La fraude de l’huile

La Douane sénégalaise est aussi sur une autre enquête concernant la fraude sur l’huile. Cette fois-ci, c’est des commercants sénégalais qui distribuent sur le marché, de l’huile contrefaite. Ils usent de subterfuges pour mettre des étiquettes sur des bouteilles, destinées à ravitailler le marché national.

Cette huile importée, relate la source, est présente sur le marché et dans beaucoup de boutiques. Face à cette situation, une autre source médicale évoque la possibilité de contracter des problèmes de santé avec la consommation de cette huile qui concurrence localement, celle des entreprises sénégalaises, spécialisées dans le domaine.

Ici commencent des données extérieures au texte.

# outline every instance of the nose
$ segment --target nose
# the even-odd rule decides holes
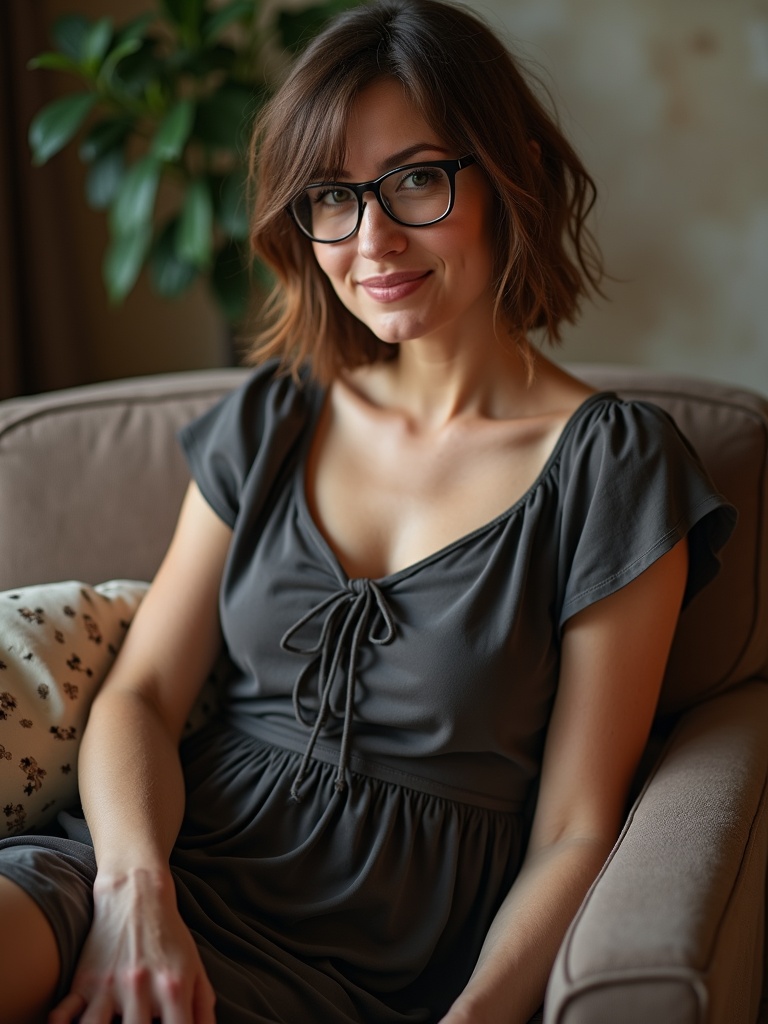
[[[366,259],[381,259],[391,252],[401,252],[408,244],[402,225],[388,217],[373,192],[364,197],[363,216],[357,231],[357,248]]]

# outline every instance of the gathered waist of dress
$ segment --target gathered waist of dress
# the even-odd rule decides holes
[[[306,736],[294,724],[280,718],[237,716],[229,724],[271,746],[304,754]],[[339,761],[340,742],[323,737],[314,744],[312,758],[325,764]],[[499,771],[500,759],[481,754],[440,754],[434,757],[410,758],[361,752],[355,749],[349,757],[349,768],[356,775],[368,776],[430,796],[468,804],[504,814],[520,814],[525,807],[527,785],[521,778],[517,785],[510,779],[512,765]],[[494,765],[492,762],[495,761]],[[502,780],[506,779],[506,783]],[[489,781],[496,783],[489,786]],[[504,786],[499,789],[499,783]]]

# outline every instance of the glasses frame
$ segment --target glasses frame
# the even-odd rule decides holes
[[[357,234],[363,220],[363,213],[365,212],[366,204],[363,202],[363,196],[366,192],[373,192],[379,206],[389,219],[395,222],[395,224],[400,224],[406,228],[428,228],[431,224],[439,224],[441,220],[445,220],[449,215],[453,209],[454,200],[456,198],[456,175],[459,171],[463,171],[465,167],[469,167],[474,163],[477,163],[477,158],[469,153],[467,156],[459,157],[458,160],[420,160],[418,163],[403,164],[402,167],[394,167],[391,171],[386,171],[386,173],[380,175],[378,178],[374,178],[373,181],[313,181],[311,184],[304,186],[298,196],[288,204],[286,209],[299,231],[301,231],[303,235],[306,235],[310,241],[318,242],[321,245],[335,245],[336,242],[346,242],[348,238]],[[403,171],[417,170],[422,167],[425,169],[428,167],[438,167],[441,171],[445,172],[450,186],[448,208],[445,213],[440,214],[439,217],[435,217],[433,220],[425,221],[423,224],[409,224],[407,221],[400,220],[390,209],[388,209],[386,201],[381,195],[381,185],[382,182],[386,181],[387,178],[392,177],[393,174],[402,174]],[[315,236],[311,234],[299,220],[298,215],[294,211],[294,206],[300,201],[307,189],[332,188],[333,186],[347,189],[349,192],[352,192],[357,199],[357,220],[355,222],[355,226],[351,231],[348,231],[346,235],[341,235],[339,238],[315,238]]]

D’après l’enquête de Leral, la fraude sur l’huile a atteint aujourd’hui, des proportions inquiétantes. Mais, la Douane, révèle-t-on, travaille avec les renseignements, la gendarmerie, la police, l’administration et les populations, pour lutter contre la fraude des denrées alimentaires. Et, les soldats de l’économie veulent mieux jouer son rôle de protection de l’économie sénégalaise, pour barrer la route aux fraudeurs et contrebandiers.

« La corruption, la fraude fiscale, les détournements et les complots politiques sont le fondement du sous-développement du pays. Le milliardaire sénégalais, plusieurs des politiciens, chefs religieux et personnes influentes ignorent l’adresse du trésor public. Ils ne se présentent jamais pour payer leurs impôts ou au moins remplir une déclaration douanière sans tricherie », a déploré une source.

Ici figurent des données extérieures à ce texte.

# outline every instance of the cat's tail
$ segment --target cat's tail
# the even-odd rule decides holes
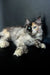
[[[0,32],[0,39],[7,40],[8,38],[10,38],[10,33],[7,29],[3,29],[3,31]]]

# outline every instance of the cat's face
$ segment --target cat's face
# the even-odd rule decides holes
[[[39,17],[37,20],[35,20],[35,22],[32,22],[31,24],[28,19],[26,21],[27,30],[32,32],[32,35],[35,35],[41,28],[41,18]]]

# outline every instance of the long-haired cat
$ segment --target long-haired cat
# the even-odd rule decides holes
[[[36,39],[36,46],[39,48],[41,45],[41,48],[43,48],[43,44],[41,43],[41,41],[44,39],[44,25],[43,25],[43,21],[41,20],[41,17],[39,16],[35,21],[30,22],[28,19],[26,20],[26,29],[31,32],[31,36],[33,36],[34,39]],[[46,48],[46,46],[45,46]]]
[[[35,45],[36,47],[46,48],[45,44],[41,43],[43,30],[42,30],[41,18],[38,18],[35,22],[30,23],[27,19],[25,27],[8,27],[0,32],[0,47],[4,48],[9,46],[8,40],[12,40],[16,45],[14,55],[21,56],[23,53],[27,53],[27,45]]]

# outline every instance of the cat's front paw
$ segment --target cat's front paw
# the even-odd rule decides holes
[[[41,48],[46,49],[46,45],[44,43],[41,44]]]
[[[9,43],[5,40],[0,40],[0,48],[8,47]]]
[[[21,56],[23,54],[23,50],[15,50],[14,54],[13,55],[16,55],[17,57]]]

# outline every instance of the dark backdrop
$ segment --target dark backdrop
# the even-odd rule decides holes
[[[50,37],[50,0],[0,0],[0,29],[23,25],[25,19],[45,15]]]
[[[0,30],[6,26],[23,25],[26,18],[32,20],[39,15],[45,15],[50,37],[50,0],[0,0]],[[50,43],[49,39],[47,41]],[[19,58],[11,56],[13,48],[15,46],[11,42],[10,47],[0,49],[0,68],[50,67],[50,44],[46,44],[46,49],[29,47],[28,54]]]

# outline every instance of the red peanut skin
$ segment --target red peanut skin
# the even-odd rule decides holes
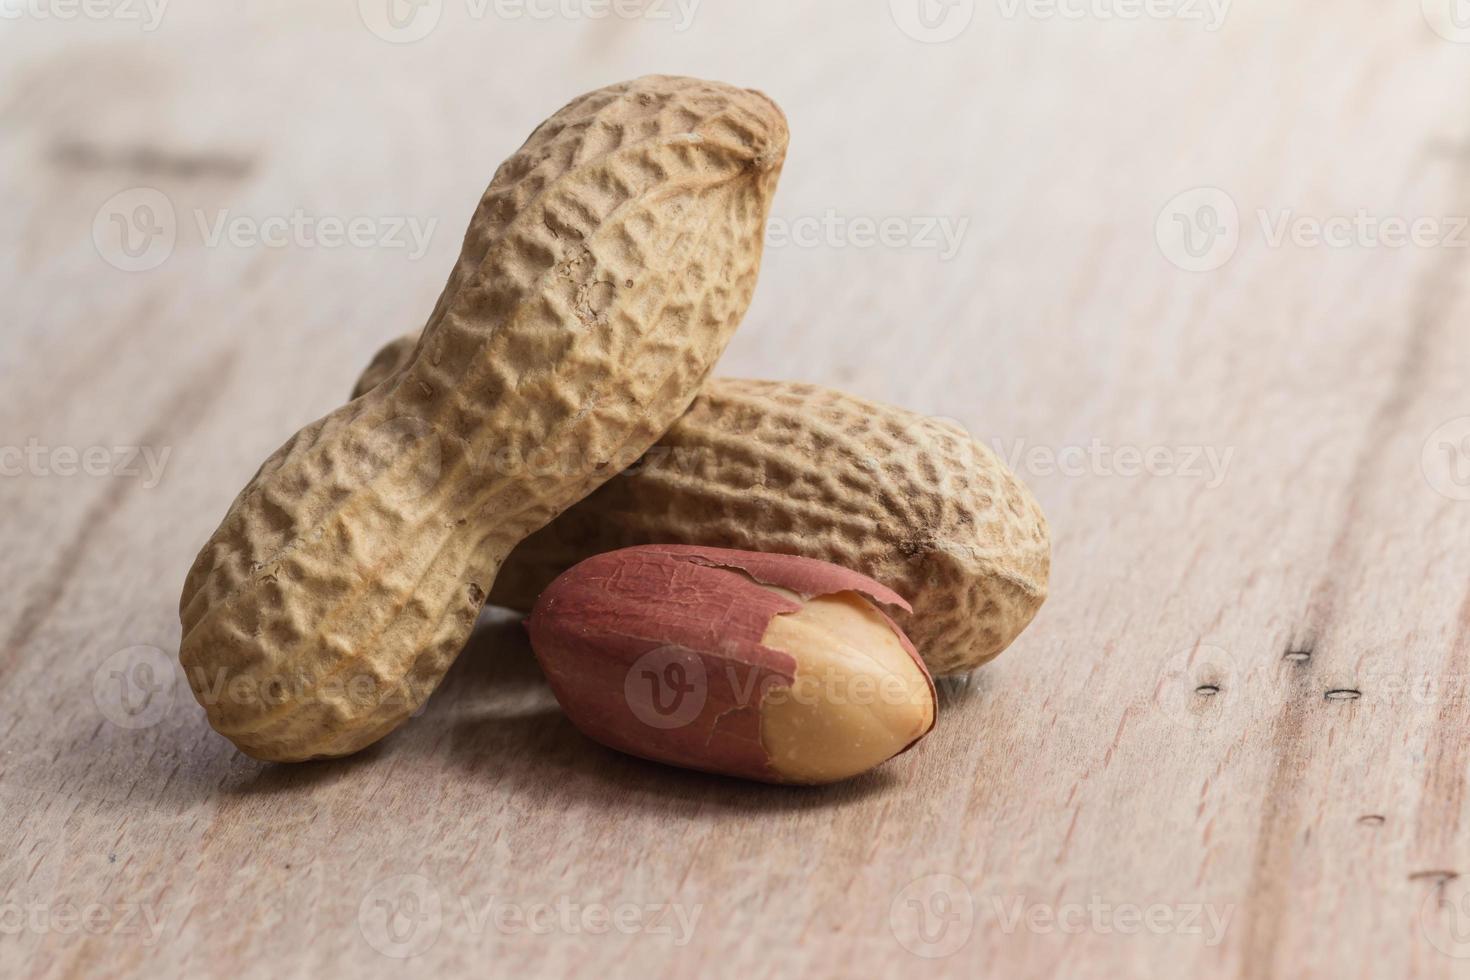
[[[531,645],[557,701],[594,741],[687,769],[783,782],[761,744],[760,711],[767,691],[792,683],[796,663],[760,641],[772,617],[800,605],[757,583],[808,599],[857,592],[909,609],[891,589],[826,562],[651,545],[589,558],[553,582],[527,623]],[[897,626],[894,633],[924,669]],[[686,687],[672,708],[665,681]]]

Selon l’ancien directeur général de la Douane, Boubacar Camara, la corruption reste favorisée par les hommes politiques. Les foires de fraudes, retient-il, s’organisent dans des ministères, le trésor public, au port autonome de Dakar, à l’aéroport entre douaniers, transitaires, politiciens et commercants.

A date récente, relève-t-il, des bateaux de fer sont souvent déclarés pour un chargement de bonbons ou d’oignons, du matériel électronique ou des objets de valeur, déclarés pour des mouchoirs ou de la friperie.

Pis, des ONG, regrette-t-il, importent sous les yeux d’une douane complice, des cargaisons de marchandises ou du matériel lourd pour des sociétés de la place. Cette culture de désobéissance, prévient-il, ne fait que défavoriser l’économie du pays.